Depending on the year, Easter could be in March or April.
(True or False?)
Depending on the year, New Year’s Day could be in January or March. (True or False?)
Both of the statements to the left are true. The first one is easy to guess because Easter 2007 came on April 8, and Easter 2008 is on March 23.
The second statement is trickier because Jan. 1 was considered New Year’s Day for more than 1,000 years, but then appeared on the calendar as March 25! Was it an excuse to party twice?
What’s up with this calendar confusion? Long ago people looked into the sky to find answers. A peek into calendar history reveals some interesting facts.
Jesus’ resurrection occurred on the Sunday after the Jewish celebration of Passover. In the years following,
Christians celebrated Easter during the Jewish Passover. That meant the day of the week for Easter could change from year to year.
By the middle of the second century, believers wanted Easter to stay on the Sunday after Passover. The Jewish calendar was based on the moon, so soon astronomers became involved in choosing the date for Easter. It grew quite complicated.
Out of Whack
Julius Caesar, a famous Roman emperor, established a calendar about 40 years before the birth
of Jesus. On his calendar, which he called the Julian
(jool-ee-un) Calendar, the New Year began Jan. 1.
His calendar worked well for a long time, but by 1582 it was out of whack. For example, the calendar could say mid-March, but according to the position of the sun, it was April.
People living in remote parts of some countries may not have access to a new calendar for many years. But they use old calendars with pictures to decorate plain walls or even mud walls. Look for an opportunity to send a new calendar to Africa, Bangladesh, or another place where it would be welcomed.

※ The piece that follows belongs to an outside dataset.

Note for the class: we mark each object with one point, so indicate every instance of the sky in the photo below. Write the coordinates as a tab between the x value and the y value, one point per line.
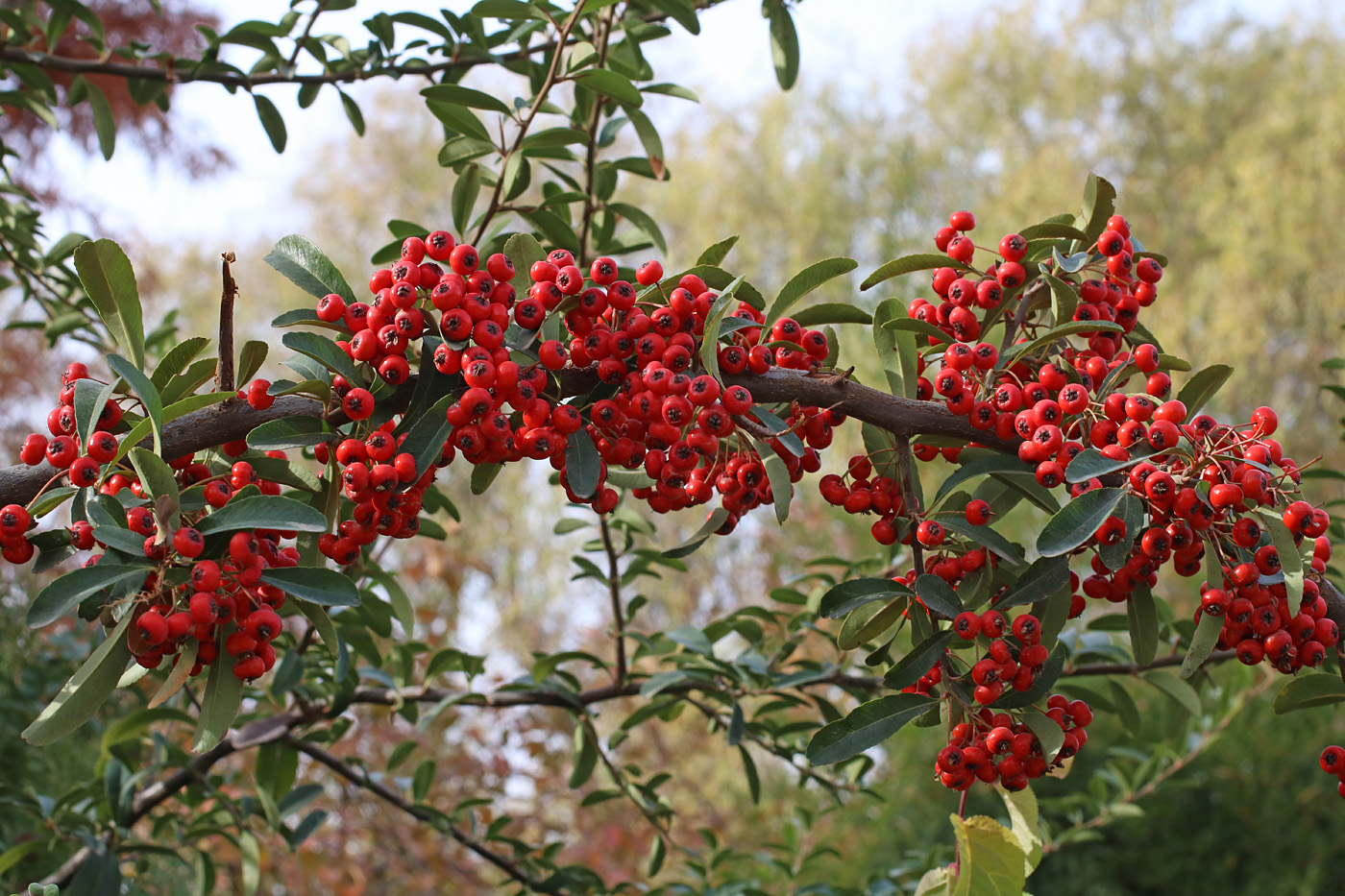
730	58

A student during the Middle Ages in Italy worked for hours practicing math on his wax tablet. The primary reason for studying math was to determine the date of Easter. (When’s the last time your math teacher asked you to do that?)
The earliest calendars had no numbers, just pictures. They showed spring months for planting; summer for gardens, fields, and beekeeping; autumn for harvesting; and winter for wood chopping and pig killing. February and March, however, landed in-between things. One early calendar shows a swan for February and in March a snake swallowing the swan. The reason is not clear. (Not many snakes swallow swans in March today.)

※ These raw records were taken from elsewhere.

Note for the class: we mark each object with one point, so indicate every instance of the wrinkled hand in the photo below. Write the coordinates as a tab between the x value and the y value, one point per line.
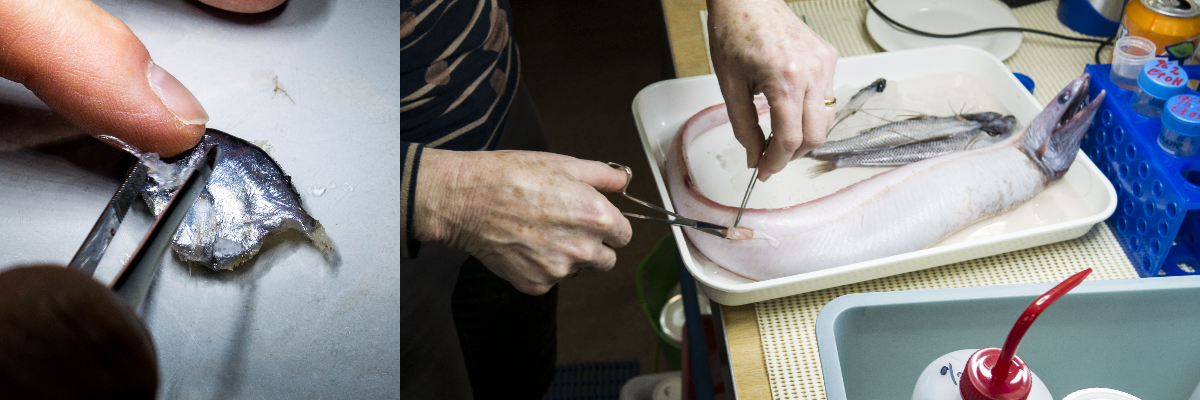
89	67
531	218
760	46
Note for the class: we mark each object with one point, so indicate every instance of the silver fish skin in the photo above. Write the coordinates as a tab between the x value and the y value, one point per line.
901	210
857	101
909	131
247	198
916	151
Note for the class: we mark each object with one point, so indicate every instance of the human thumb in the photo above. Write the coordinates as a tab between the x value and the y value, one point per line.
88	66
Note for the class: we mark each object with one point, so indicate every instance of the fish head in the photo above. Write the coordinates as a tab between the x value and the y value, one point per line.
1053	137
993	123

Wearing green on St. Patrick’s Day isn’t to save you from getting pinched. As a young priest in Ireland, St. Patrick noticed the green three-leaf clover. He used it to teach about the Trinity—God the Father, God the Son, and God the Holy Spirit. March 17 is the day to wear green and remember St. Patrick teaching people about Jesus.
Monday, Tuesday, Wednesday . . .
The days of the week make up the seven columns on a calendar, but how did we get the names for each day?

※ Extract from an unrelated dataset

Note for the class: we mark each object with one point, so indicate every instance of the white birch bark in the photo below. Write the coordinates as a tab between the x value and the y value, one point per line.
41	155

Long ago, when people looked at the sky, they could identify the sun, moon, and five planets. They believed these ruled time. Because of that, the names ancient Romans gave the planets influenced names for days of the week. The similarities show up in the Latin names for the days of the week. In the English language, which days have names resembling the sun, moon, or a planet? (See chart.)
Pope Gregory VIII, the leader of the Roman Catholic Church from 1572-1585, decided to fix the calendar. He named his new calendar the Gregorian (greg-or-ee-un) Calendar.
(Yes, he named it after himself, just like Julius Caesar did.)
The pope dropped 10 days from the month of October and introduced Leap Year. That fixed the problem of matching the sun to the calendar months. But Pope Gregory also wanted his official calendar to match the church’s calendar.
March 25 in the Catholic Church was called Lady Day. It was the day the church said Mary became pregnant with Jesus, because it was nine months before Christmas Day. (Babies take nine months to grow in the womb.) The church also celebrated New Year’s Day on March 25th because it marked the beginning of the first “Year of Our Lord.”
So Pope Gregory wanted March 25 to be the official New Year’s Day. That was fine for many countries. But some countries, such as England, didn’t think Pope Gregory had the authority to make that change. And because the original New Year’s Day was also a Roman holiday, many people continued to party on Jan. 1. Even so, most people didn’t start using the number of the New Year until March 25.
For example, at the end of 1607, people celebrated New Year’s Day Jan. 1, but they didn’t consider it 1608 until March 25. Were people confused for three months about what year it was?
By 1752, England and her colonies—that’d be us—accepted the Gregorian Calendar. But they kept the New Year’s date of the Julian Calendar.